The Morning Vibe

05/12/11 -- It's all looking a bit shaky this morning after S&P's put fifteen of the seventeen countries that use the euro on watch for a credit downgrade. The "lucky" two being Cyprus who are already on watch and Greece who are already rated council house scum.

Merkel and Sarkozy say that they've agreed on proposals to change the governance of the eurozone. No worries there then, only another 15/17 to convince and they're home. And even if they can be convinced how long is it going to take, and who may have already fallen by then?

Widespread rumours suggest that there are all sorts of Plan B, C & D activities going on behind the scenes.

So the euro is back out of favour again this morning, and the overnight Globex market sees Dec corn 10 1/4 cents down to USD5.70/bushel, the lowest for a front month in almost a year.

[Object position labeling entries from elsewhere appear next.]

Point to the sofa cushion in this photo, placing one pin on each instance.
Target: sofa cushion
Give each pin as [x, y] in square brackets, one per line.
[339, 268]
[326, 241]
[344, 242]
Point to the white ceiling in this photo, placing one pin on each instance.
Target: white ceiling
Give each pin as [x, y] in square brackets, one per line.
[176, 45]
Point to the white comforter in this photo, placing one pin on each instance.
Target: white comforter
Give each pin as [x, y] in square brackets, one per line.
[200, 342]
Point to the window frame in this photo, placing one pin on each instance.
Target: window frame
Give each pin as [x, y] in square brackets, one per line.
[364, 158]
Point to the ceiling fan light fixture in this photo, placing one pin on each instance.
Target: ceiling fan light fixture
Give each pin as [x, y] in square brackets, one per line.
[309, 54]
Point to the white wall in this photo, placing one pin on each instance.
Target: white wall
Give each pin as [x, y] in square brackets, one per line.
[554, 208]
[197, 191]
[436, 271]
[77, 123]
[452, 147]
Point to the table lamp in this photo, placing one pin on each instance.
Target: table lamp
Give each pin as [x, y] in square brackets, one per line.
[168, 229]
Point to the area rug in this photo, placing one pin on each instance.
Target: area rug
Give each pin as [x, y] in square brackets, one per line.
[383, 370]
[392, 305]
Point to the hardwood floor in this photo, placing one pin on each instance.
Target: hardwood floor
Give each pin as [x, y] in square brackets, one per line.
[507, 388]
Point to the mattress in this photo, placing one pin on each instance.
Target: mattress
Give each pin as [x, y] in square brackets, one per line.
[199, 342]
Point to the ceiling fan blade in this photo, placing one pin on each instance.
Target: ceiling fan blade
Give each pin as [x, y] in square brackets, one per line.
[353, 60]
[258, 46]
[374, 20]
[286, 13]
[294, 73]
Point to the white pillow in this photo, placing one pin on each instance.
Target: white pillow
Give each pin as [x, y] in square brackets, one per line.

Wheat is around 8-9 cents lower after ABARES announced that Australia's 2011/12 wheat crop will be an all-time record 28.3 MMT. Logistics is now the only barrier to Australia becoming the second largest wheat exporter in the world next year. Around a quarter of this season's crop could only be feed wheat, which could put a bit of pressure on US corn demand in 2012.

Japan is said to have bought 700,000 MT of EU corn (a very significant non-US volume by it's standards) for shipment in the first quarter of 2012 at substantial discounts to US origin material.

The potential failure of as much as 20% of Ukraine's winter crops means that spring plantings will be sharply higher in 2012, led by corn where the area sown is expected to increase by around 12% to more than 4 million hectares.